Automatic Node Deploys to Elastic Beanstalk

One of my favorite good ideas to ignore is the maxim that you should have your deployment pipeline ready to go before you start writing code. There's always some wrinkle you couldn't have anticipated anyway, so while it sounds good on paper I just don't think it's the best possible use of time. But with anything sufficiently complicated, there's a point where you just have to buckle down and automate rather than waste time repeating the same steps yet again (or, worse, forgetting one). I hit that point recently: the application isn't in production yet, so I'd been "deploying" by means of pulling the repo on an EC2 server, installing dependencies and building in-place, then killing and restarting the node process with nohup. Good enough for demos, not sustainable long-term. Also, I might have in fact missed a step Friday before last and not realized things were mostly broken until the following Monday.

I'd been using CircleCI to build and test the application already, so I wanted to stick with it for deployment as well. However, this precluded using the same EC2 instance: the build container would need to connect to it to run commands over SSH, but this connection would be coming from any of a huge possible range of build container IP addresses. I didn't want to open the server up to the whole world to accommodate the build system. Eventually I settled on Elastic Beanstalk, which can be controlled through the AWS command-line interface with the proper credentials instead of the morass of VPCs and security groups. Just upload a zip file!

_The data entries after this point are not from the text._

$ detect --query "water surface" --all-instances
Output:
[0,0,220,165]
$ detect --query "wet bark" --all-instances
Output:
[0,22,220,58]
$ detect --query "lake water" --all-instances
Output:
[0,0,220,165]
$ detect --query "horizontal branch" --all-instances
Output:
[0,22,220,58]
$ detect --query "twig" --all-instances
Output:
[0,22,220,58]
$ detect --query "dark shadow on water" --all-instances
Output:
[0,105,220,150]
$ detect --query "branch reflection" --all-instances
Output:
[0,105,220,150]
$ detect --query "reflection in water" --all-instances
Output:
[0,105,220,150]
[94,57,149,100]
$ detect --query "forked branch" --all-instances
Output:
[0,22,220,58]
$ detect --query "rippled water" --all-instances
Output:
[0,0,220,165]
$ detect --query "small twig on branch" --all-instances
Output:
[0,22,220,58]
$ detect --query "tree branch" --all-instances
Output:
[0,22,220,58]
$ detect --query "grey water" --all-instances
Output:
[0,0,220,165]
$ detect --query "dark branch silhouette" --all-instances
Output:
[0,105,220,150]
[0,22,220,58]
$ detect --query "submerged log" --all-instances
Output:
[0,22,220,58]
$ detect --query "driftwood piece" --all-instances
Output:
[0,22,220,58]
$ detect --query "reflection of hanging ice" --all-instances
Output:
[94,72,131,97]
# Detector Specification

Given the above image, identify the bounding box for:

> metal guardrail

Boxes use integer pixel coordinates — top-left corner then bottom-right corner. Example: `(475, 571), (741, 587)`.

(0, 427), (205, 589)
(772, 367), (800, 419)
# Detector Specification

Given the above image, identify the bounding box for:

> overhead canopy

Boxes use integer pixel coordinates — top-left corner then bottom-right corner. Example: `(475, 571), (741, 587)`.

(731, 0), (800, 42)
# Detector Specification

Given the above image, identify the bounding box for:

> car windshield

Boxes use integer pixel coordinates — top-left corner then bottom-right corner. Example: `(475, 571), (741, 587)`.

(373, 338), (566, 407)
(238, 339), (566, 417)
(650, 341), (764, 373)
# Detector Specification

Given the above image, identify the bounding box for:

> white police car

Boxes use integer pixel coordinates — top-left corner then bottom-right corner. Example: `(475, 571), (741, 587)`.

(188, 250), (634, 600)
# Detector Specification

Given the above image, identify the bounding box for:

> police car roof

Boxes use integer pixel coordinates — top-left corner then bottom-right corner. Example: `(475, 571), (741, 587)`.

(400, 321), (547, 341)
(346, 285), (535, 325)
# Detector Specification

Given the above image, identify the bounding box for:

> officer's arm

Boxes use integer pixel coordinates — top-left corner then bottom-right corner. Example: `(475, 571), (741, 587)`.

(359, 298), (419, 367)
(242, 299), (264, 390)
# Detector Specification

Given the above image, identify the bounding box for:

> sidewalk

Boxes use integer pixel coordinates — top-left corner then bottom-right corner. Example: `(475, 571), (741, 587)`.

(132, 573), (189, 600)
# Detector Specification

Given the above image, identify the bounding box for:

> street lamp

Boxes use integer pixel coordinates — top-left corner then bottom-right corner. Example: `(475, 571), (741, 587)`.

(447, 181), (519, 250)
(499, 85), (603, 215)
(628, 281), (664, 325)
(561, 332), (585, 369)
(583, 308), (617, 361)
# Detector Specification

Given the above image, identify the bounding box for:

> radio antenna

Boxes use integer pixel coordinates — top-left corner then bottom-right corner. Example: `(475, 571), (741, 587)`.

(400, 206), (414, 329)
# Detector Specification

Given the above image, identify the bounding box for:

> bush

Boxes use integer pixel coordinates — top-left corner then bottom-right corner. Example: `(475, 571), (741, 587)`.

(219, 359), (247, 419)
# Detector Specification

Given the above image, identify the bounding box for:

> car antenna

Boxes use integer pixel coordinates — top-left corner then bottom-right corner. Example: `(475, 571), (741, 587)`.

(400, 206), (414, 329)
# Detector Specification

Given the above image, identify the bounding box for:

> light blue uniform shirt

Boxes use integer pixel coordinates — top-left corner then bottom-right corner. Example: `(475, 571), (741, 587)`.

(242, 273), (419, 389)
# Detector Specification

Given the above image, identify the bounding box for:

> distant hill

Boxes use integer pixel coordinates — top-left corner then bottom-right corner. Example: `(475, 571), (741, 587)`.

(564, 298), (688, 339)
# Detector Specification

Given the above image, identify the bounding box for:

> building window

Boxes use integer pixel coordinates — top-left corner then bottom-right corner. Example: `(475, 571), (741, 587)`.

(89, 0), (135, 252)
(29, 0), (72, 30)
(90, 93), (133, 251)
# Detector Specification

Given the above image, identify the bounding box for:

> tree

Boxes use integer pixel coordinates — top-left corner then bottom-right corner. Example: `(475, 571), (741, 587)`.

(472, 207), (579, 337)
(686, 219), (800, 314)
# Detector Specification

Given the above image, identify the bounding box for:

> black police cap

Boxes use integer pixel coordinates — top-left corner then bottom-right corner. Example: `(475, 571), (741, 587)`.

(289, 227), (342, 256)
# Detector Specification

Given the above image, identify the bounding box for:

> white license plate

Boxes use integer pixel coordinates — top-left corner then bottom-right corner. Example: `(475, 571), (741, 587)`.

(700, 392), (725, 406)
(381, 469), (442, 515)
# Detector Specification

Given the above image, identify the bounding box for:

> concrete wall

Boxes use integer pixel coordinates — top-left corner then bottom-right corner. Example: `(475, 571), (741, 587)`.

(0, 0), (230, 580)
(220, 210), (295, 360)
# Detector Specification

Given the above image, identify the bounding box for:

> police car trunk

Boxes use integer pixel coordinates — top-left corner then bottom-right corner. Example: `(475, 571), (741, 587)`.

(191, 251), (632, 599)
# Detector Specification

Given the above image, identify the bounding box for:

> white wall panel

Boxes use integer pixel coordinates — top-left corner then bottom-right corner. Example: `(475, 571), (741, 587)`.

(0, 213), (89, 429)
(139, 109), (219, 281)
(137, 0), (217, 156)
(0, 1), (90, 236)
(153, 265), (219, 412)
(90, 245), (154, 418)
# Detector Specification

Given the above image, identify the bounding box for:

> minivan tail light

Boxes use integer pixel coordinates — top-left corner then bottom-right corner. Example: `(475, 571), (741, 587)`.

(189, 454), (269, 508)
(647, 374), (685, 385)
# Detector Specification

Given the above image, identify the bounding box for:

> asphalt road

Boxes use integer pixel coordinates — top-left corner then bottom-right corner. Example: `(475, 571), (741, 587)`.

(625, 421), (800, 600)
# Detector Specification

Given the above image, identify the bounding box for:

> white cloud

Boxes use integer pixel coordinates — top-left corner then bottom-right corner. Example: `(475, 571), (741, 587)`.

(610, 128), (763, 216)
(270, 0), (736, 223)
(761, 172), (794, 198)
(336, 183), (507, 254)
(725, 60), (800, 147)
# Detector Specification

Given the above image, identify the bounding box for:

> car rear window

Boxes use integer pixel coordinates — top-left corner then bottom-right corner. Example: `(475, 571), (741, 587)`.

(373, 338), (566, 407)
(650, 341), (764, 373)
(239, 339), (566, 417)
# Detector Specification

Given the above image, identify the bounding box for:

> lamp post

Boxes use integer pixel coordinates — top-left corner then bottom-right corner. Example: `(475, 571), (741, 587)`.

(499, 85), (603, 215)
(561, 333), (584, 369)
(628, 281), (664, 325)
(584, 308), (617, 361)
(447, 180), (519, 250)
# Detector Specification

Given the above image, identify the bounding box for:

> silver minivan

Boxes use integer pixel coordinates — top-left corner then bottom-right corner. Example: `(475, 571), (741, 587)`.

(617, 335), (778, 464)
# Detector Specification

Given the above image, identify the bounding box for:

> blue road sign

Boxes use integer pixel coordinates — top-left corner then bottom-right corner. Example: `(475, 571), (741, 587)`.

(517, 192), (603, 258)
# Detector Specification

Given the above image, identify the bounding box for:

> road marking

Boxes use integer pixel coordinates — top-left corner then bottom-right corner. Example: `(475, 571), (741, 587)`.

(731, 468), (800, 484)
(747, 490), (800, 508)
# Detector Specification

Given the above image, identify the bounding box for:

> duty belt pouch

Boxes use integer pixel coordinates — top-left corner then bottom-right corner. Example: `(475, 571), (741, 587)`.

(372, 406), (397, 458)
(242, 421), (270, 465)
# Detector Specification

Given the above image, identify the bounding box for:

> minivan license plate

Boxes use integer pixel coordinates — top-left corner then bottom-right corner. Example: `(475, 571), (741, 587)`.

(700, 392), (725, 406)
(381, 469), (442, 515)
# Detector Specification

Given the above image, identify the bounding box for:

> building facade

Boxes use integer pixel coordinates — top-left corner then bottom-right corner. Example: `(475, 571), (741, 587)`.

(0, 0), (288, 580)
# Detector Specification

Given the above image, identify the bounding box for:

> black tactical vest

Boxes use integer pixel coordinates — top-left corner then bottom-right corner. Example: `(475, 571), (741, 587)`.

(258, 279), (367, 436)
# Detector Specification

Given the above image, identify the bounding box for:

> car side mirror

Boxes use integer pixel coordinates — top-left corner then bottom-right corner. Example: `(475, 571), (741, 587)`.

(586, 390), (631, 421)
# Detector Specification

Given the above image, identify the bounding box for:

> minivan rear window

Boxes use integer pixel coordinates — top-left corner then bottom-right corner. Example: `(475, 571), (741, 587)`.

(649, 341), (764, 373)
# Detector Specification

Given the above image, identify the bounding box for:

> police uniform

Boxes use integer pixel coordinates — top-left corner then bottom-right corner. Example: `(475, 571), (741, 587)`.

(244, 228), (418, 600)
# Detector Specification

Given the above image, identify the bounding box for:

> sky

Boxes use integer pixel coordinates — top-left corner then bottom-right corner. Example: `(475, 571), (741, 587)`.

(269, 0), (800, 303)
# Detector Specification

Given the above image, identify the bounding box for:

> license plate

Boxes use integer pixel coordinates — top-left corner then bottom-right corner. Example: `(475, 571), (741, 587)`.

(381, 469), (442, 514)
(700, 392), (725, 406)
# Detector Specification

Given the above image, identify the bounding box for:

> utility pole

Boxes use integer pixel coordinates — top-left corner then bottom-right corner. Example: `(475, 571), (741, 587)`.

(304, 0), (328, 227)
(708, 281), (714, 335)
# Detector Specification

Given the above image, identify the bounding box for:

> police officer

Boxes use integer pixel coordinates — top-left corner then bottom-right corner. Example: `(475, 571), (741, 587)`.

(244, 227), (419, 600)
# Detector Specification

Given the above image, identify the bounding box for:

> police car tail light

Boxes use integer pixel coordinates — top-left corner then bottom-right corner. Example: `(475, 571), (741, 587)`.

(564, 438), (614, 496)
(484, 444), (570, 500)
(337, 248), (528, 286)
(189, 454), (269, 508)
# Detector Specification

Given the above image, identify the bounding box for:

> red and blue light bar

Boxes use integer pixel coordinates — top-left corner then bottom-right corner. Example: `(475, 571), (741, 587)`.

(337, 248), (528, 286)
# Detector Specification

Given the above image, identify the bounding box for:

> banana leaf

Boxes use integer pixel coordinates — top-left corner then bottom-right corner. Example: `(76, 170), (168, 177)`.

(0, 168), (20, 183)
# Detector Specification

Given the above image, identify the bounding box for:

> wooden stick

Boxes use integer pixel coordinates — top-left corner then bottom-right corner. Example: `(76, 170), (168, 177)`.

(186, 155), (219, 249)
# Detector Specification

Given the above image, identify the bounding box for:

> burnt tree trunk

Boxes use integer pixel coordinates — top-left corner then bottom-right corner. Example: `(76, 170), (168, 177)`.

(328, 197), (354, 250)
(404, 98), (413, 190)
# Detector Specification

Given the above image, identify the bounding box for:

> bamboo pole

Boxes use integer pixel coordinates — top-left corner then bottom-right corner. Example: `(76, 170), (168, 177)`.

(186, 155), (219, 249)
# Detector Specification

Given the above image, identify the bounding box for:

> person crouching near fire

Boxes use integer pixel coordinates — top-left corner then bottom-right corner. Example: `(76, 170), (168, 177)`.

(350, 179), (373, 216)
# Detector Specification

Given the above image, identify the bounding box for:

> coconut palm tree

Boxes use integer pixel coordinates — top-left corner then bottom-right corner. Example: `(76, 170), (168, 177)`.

The cost of using EBS, it turned out, was that while it made difficult things easy it also made easy things difficult. How do you deploy the same application to different environments? You don't. Everything has to be in that zip file, and if that includes any per-environment configuration then the right config files had better be where they're expected to be. This is less than ideal, but at least it can be scripted. Here's the whole thing (assuming awscli has already been installed):

# what time is it?
TIMESTAMP=$(date +%Y%m%d%H%M%S)

# work around Elastic Beanstalk permissions for node-gyp (bcrypt)
echo "unsafe-perm=true" > .npmrc

# generate artifacts
npm run build

# download config
aws s3 cp s3://elasticbeanstalk-bucket-name/app/development.config.json .

# zip everything up
zip -r app-dev.zip . \
  --exclude "node_modules/*" ".git/*" "coverage/*" ".nyc_output/*" "test/*" ".circleci/*"

# upload to s3
aws s3 mv ./app-dev.zip s3://elasticbeanstalk-bucket-name/app/app-dev-$TIMESTAMP.zip

# create new version
aws elasticbeanstalk create-application-version --region us-west-2 \
  --application-name app --version-label development-$TIMESTAMP \
  --source-bundle S3Bucket=elasticbeanstalk-bucket-name,S3Key=app/app-dev-$TIMESTAMP.zip

# deploy to dev environment
# --application-name app is not specified because apt installs
# an older version of awscli which doesn't accept that option
aws elasticbeanstalk update-environment --region us-west-2 --environment-name app-dev \
  --version-label development-$TIMESTAMP

The TIMESTAMP ensures the build can be uniquely identified later. The .npmrc setting is for AWS reasons: as detailed in this StackOverflow answer, the unfortunately-acronymed node-gyp runs as the instance's ec2-user account and doesn't have permissions it needs to compile bcrypt. If you're not using bcrypt (or another project that involves a node-gyp step on install), you don't need that line.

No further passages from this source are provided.